Comparability of multi-temporal DTMs derived from different LiDAR platforms: Error sources and uncertainties in the application of geomorphic impact studies.

Multi-temporal digital terrain models (DTMs) derived from airborne or uncrewed aerial vehicle (UAV)-borne light detection and ranging (LiDAR) platforms are frequently used tools in geomorphic impact studies. Accurate estimation of mobilized sediments from multi-temporal DTMs is indispensable for hazard assessment. To study volumetric changes in alpine environments it is crucial to identify and discuss different kind of error sources in multi-temporal data. We subdivided errors into those caused by data acquisition, data processing, and spatial properties of the terrain. In terms of the quantification of surface changes, the propagation of errors can lead to high uncertainties. Three alpine catchments with different LiDAR point clouds of different origins (airborne laser scanning [ALS], UAV-borne laser scanning [ULS]), varying point densities, accuracies and qualities were analysed, and used as basis for interpolating DTMs.

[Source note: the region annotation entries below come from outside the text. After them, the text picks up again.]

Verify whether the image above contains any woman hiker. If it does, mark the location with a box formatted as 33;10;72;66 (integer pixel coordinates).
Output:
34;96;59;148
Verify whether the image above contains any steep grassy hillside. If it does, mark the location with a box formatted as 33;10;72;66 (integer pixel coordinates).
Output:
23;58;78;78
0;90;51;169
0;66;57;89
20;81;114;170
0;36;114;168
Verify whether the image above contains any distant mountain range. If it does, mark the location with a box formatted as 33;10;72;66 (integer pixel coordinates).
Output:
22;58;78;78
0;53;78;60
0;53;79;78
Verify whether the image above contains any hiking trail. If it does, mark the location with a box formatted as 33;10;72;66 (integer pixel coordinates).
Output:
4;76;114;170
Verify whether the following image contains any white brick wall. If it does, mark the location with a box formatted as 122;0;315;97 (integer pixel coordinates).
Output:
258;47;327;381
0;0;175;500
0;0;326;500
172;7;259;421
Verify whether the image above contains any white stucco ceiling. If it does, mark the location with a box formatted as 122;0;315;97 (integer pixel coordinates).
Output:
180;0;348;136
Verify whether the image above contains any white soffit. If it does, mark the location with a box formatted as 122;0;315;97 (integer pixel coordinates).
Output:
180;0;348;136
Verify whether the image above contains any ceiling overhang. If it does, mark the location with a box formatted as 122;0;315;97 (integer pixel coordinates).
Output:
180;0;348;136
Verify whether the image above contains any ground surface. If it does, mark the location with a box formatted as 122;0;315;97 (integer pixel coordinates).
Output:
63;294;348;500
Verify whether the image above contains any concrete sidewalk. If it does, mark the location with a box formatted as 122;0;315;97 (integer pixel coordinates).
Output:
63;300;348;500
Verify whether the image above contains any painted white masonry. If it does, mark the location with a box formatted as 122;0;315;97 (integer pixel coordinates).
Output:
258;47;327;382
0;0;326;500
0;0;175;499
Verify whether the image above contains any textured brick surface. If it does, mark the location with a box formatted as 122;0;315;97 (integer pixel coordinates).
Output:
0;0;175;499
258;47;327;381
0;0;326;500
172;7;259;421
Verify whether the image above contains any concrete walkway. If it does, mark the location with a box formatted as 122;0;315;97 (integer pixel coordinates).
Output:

The workflow was developed in the Schöttlbach area in Styria and later applied to further catchments in Austria. The main aim of the presented work is a comprehensive DTM uncertainty analysis specially designed for geomorphic impact studies, with a resulting uncertainty analysis serving as input for a change detection tool. Our findings reveal that geomorphic impact studies need the careful distinction between actual surface changes and different data uncertainties. ULS combines the benefits of terrestrial laser scanning with all the benefits of ALS. However, the use of ULS data does not necessarily improve the results of the analysis since the high level of detail is not always helpful in geomorphic impact studies. In order to make the different point clouds and DTMs comparable the quality of the ULS point cloud had to be reduced to fit the accuracy of the reference data (older ALS point clouds). Using a point cloud with a high point density with a regular planimetric point spacing and less data gaps, in the best case collected during leaf-off conditions (e.g., cross-flight strategy) turned out to be sufficient for our geomorphic research purposes.